Mur bloquant : la justice ordonne la libération d’un couple de personnes âgées enclavées
Une décision de justice vient de mettre fin à plusieurs semaines d’angoisse pour un couple octogénaire du Gard. Depuis décembre, Daniel et Lucienne Laporte, âgés respectivement de 83 et 81 ans, étaient littéralement prisonniers chez eux à cause d’un mur construit devant leur portail par leur voisin. Le tribunal d’Alès vient d’ordonner la destruction immédiate de cet obstacle, rétablissant ainsi l’accès à leur domicile.
La situation critique du couple Laporte
À Tornac, une commune située à une quinzaine de kilomètres d’Alès, le quotidien de Daniel et Lucienne Laporte s’est transformé en cauchemar depuis le mois de décembre. Leur voisin a érigé un mur de parpaings devant leur portail d’entrée, bloquant complètement l’accès principal à leur propriété. Cette situation a créé un véritable état d’enclavement pour le couple de personnes âgées.

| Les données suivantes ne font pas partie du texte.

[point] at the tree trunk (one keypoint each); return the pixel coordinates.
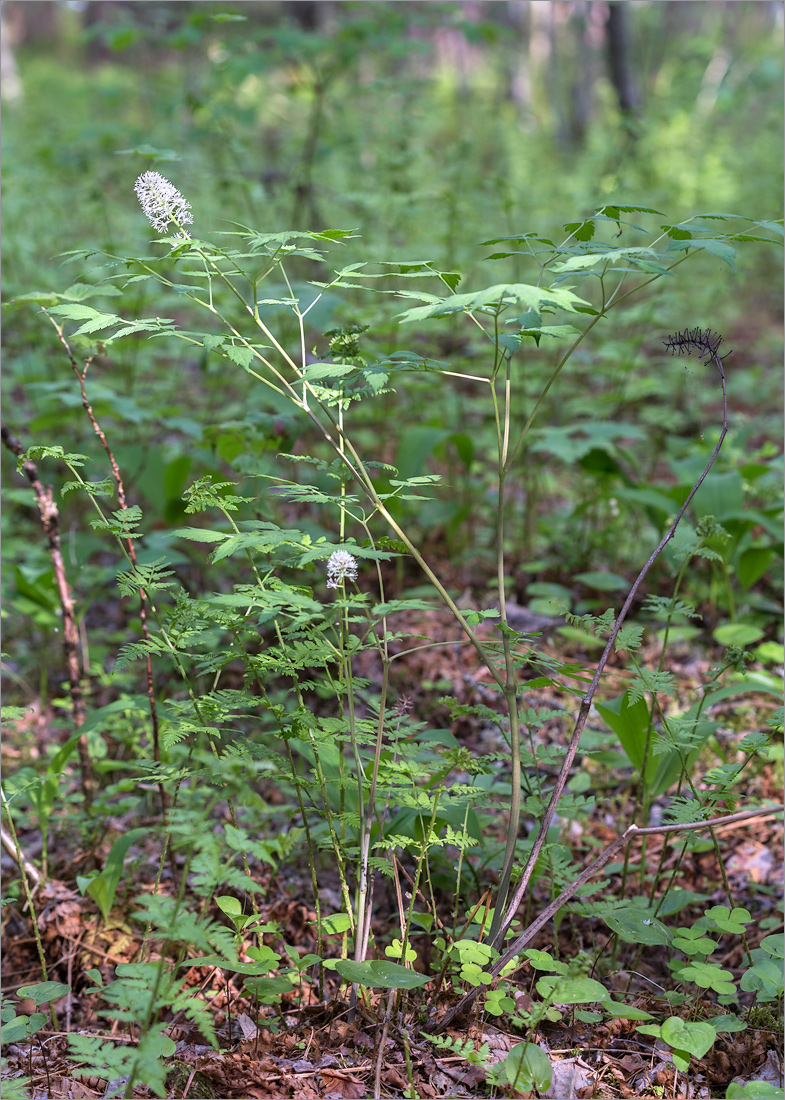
(619, 62)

Le seul passage possible passait désormais par l’arrière du terrain, via un chemin étroit, en pente et enherbé. Rapidement jugé impraticable pour les véhicules et inadapté à l’état de santé des deux octogénaires, cet itinéraire alternatif s’est révélé être une impasse.

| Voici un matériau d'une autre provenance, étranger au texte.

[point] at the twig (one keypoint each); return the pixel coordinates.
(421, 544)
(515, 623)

L’intervention des pompiers : un moment critique
La gravité de la situation s’est révélée dans la nuit du 2 au 3 février. Daniel Laporte, grippé et affaibli, a chuté à son domicile. Lors de l’intervention des sapeurs-pompiers, une difficulté majeure s’est présentée : l’impossibilité d’accéder par l’arrière avec l’ambulance, au risque de glisser et de finir dans le fossé.

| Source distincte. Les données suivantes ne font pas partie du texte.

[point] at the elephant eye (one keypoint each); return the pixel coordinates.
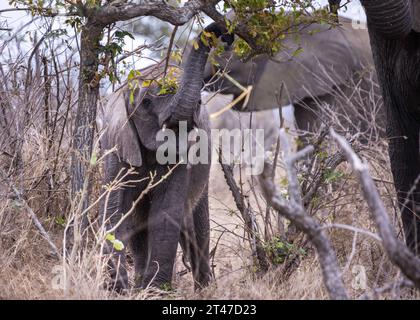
(146, 103)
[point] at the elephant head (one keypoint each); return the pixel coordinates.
(135, 118)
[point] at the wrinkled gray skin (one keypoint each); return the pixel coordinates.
(330, 59)
(394, 29)
(174, 211)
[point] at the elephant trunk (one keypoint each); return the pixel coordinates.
(391, 18)
(186, 100)
(188, 96)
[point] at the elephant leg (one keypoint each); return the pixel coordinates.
(306, 115)
(139, 243)
(200, 259)
(164, 227)
(405, 164)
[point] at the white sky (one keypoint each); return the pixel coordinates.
(14, 19)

Les secours ont dû franchir le mur en construction avec la civière, malgré un passage rendu encore plus étroit par un véhicule stationné. Cette intervention particulièrement éprouvante s’est terminée après des efforts considérables. Hospitalisé à Alès, Daniel Laporte n’a pas pu regagner son domicile en raison de son état de fatigue général et de l’impossibilité d’emprunter le chemin d’accès. Il a finalement été transféré à l’hôpital de Ponteils-et-Brésis, à 66 kilomètres de chez lui.
La procédure judiciaire en urgence
Face à cette situation critique, l’affaire a été examinée en urgence en procédure de référé. L’audience s’est tenue le 28 janvier au palais de justice d’Alès. Les avocats des deux parties ont développé leurs arguments autour de la notion de propriété enclavée, de droit de passage ancien et de servitude contestée.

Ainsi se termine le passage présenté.